El comisario Rubén Humberto Luna está acusado de no haber informado en el acto a la Justicia sobre un presunto delito de subalternos. 


El juez de Control Penal Económico y Anticorrupción, Gustavo Hidalgo, elevó a juicio una causa contra el comisario Rubén Humberto Luna, por un hecho ocurrido cuando se desempeñaba como Jefe del Departamento de Coordinación Capital de la Policía Caminera, que fue calificado como abuso de autoridad.

El funcionario policial está acusado de no haber dado inmediata noticia a la autoridad judicial de la presunta comisión de un hecho delictivo (art. 326 del Código Procesal Penal de Córdoba [CPPC]) cometido por parte de un grupo de subalternos, aunque él había tomado conocimiento inmediato.

Según la investigación, el 6 de enero de 2018, en horas de la mañana, durante un control de rutina en la Av. Circunvalación, tres empleados policiales adscriptos a la Dirección General de la Policía Caminera habrían extorsionado a un matrimonio, oriundo de otra provincia, exigiéndoles dinero para permitirles seguir el viaje.

En base a precedentes de la Cámara de Acusación de Córdoba, el juez Hidalgo sostuvo que Luna debió haber entregado inmediatamente el procedimiento de aquel posible delito a la autoridad judicial como así también el dinero secuestrado, posteriormente, en un móvil policial, que podía estar relacionado con la exigencia ilegal.

El magistrado agregó que no lo eximía de tal obligación el haber dado la orden de hacerlo a sus inferiores dos días después. En tal sentido, entendió que se trataba de un deliberado retraso con la directa intención de violentar la ley (art. 326, CPPC).

En su resolución, el juez razonó, discrepando parcialmente con el Ministerio Público Fiscal, que Luna no estaba obligado a aprehender en tanto no se trataba de un caso de flagrancia (sorprendidos en momento de cometer el hecho ni perseguidos o con objetos que hicieran presumir vehementemente que acababan de participar en un delito (art. 276 del CPP), sino que un empleado policial de otra repartición recibió un llamado de los supuestos extorsionados y comunicó esta novedad a un tercer funcionario policial que, a su vez, llamó por teléfono a Luna.

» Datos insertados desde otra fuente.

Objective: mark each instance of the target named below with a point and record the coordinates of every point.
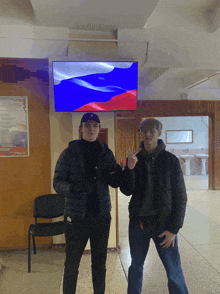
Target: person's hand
(170, 239)
(132, 159)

Según la posición del juez de Control, recién entonces el imputado mantuvo contacto con los supuestos extorsionadores, no configurando ello los demás casos habilitados para aprehender (art. 277, en función del art. 272, 1° párrafo, del CPPC), lo que no obstaba su obligación de entrega inmediata del procedimiento a la autoridad judicial.

El fallo completo, en este link. 

(Foto archivo)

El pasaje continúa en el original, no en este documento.